Refine a structure to high-resolution

From Relion
Jump to navigation Jump to search

Filling in the GUI

For 3D refinements, select the run-type of 3D auto-refine from the drop-down menu at the top of the GUI. (This is a new feature of version 1.1.) This procedure implements so-called gold-standard FSC calculations, where two models are refined independently for two random halves of the data to prevent overfitting. Thereby, reliable resolution estimates and clean reconstructions are obtained without compromising reconstruction quality, see (Scheres & Chen, Nature Methods, in press) for more details. Note that for cyclic point group symmetries (i.e. C<n>), the two half-reconstructions are averaged up to 40 Angstrom resolution to prevent diverging orientations.

I/O tab

  • If the reference was not reconstructed from the input images in either XMIPP or RELION, you may assume it is not on the absolute greyscale.
  • Provide the correct symmetry point group.
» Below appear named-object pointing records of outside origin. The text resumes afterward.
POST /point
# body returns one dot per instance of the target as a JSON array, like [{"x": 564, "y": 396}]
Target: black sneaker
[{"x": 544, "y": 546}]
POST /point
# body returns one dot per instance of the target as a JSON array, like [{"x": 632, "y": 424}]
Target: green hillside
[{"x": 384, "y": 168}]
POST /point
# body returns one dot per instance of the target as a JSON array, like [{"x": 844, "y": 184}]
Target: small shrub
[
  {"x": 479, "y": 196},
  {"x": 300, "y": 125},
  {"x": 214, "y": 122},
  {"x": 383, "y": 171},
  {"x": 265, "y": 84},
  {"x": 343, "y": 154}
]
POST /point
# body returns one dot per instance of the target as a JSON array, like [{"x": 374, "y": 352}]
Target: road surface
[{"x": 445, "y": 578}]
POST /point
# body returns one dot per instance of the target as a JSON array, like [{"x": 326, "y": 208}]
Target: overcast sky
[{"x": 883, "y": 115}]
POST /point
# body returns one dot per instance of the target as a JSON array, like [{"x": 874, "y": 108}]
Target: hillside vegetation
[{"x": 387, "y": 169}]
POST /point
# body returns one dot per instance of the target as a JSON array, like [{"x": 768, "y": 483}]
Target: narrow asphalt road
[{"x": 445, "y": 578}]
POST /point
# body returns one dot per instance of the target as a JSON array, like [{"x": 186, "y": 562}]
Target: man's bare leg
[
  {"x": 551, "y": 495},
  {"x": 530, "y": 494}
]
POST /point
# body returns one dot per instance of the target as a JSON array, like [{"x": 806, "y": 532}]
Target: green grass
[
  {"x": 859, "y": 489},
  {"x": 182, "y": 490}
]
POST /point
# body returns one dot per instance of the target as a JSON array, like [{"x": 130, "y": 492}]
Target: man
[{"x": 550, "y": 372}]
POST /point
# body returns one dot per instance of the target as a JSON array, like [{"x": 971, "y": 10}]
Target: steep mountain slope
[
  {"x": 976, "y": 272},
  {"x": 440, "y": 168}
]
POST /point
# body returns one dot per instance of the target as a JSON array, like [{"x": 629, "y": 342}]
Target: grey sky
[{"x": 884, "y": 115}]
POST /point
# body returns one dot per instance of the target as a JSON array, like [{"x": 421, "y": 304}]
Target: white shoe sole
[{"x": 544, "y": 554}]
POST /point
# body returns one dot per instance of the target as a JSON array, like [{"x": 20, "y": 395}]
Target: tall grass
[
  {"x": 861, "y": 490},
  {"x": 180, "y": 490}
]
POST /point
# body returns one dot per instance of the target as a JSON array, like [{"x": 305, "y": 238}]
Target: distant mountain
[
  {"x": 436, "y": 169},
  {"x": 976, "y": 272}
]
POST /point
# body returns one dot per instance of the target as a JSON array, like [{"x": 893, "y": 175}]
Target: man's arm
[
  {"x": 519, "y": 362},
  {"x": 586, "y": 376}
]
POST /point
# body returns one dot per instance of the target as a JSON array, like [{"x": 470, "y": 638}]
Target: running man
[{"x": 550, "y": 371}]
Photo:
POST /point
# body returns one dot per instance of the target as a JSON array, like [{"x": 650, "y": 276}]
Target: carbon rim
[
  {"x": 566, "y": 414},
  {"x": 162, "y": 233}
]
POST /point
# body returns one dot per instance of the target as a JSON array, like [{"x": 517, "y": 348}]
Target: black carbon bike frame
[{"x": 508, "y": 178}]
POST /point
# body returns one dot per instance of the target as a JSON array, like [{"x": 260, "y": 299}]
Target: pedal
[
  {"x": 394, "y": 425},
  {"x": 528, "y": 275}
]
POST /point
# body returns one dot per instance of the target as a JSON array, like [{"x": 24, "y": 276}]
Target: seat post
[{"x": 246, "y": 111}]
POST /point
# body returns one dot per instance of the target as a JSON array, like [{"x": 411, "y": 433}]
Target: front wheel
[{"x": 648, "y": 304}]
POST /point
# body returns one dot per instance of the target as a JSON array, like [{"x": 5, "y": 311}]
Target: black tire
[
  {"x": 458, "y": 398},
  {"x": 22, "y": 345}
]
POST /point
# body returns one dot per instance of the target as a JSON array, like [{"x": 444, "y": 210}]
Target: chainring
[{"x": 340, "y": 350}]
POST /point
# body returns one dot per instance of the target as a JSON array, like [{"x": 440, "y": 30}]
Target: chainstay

Note there are various settings for icosahedral symmetry, also see the Conventions. Make sure your input map is in the one you provide here.

CTF tab

  • The pixel size (in Angstrom) should be the same as the one used to estimate the CTF parameters (unless you rescaled the images afterwards, in which case the same scale factor should be applied to the pixel size).
  • If no CTF correction is to be performed, make sure you phase-flipped your data during preprocessing. See the Prepare input files page.
  • If the particles have been phase flipped, tell the program about this.
  • Some data sets have very-low resolution features that are not accounted for in the linear CTF model (with ~10% amplitude contrast). This will sometimes lead to too strong low-resolution features in the reconstructed maps. Separation based on these very low-resolution features may then hamper separation of distinct structural states. Therefore, it may be useful to ignore the CTFs (i.e. set them to one) until their first maximum. In several cases, this has led to successful classification of structurally heterogeneous data that could not be classified using the full CTF-correction. If desired, full CTF-correction can then be applied subsequently during separate refinements of the distinct classes.

Optimisation tab

  • To prevent model bias it is recommended to start refinement from a very strongly low-pass filtered map. If your input map is not low-pass filtered, it may be filtered internally using the Initial low-pass filter option. Typically, one filters as much as possible, i.e. before the reference becomes a feature-less blob that can no longer be refined. For example, we use 80 Angstroms for ribosomes and 60 Angstroms for GroEL.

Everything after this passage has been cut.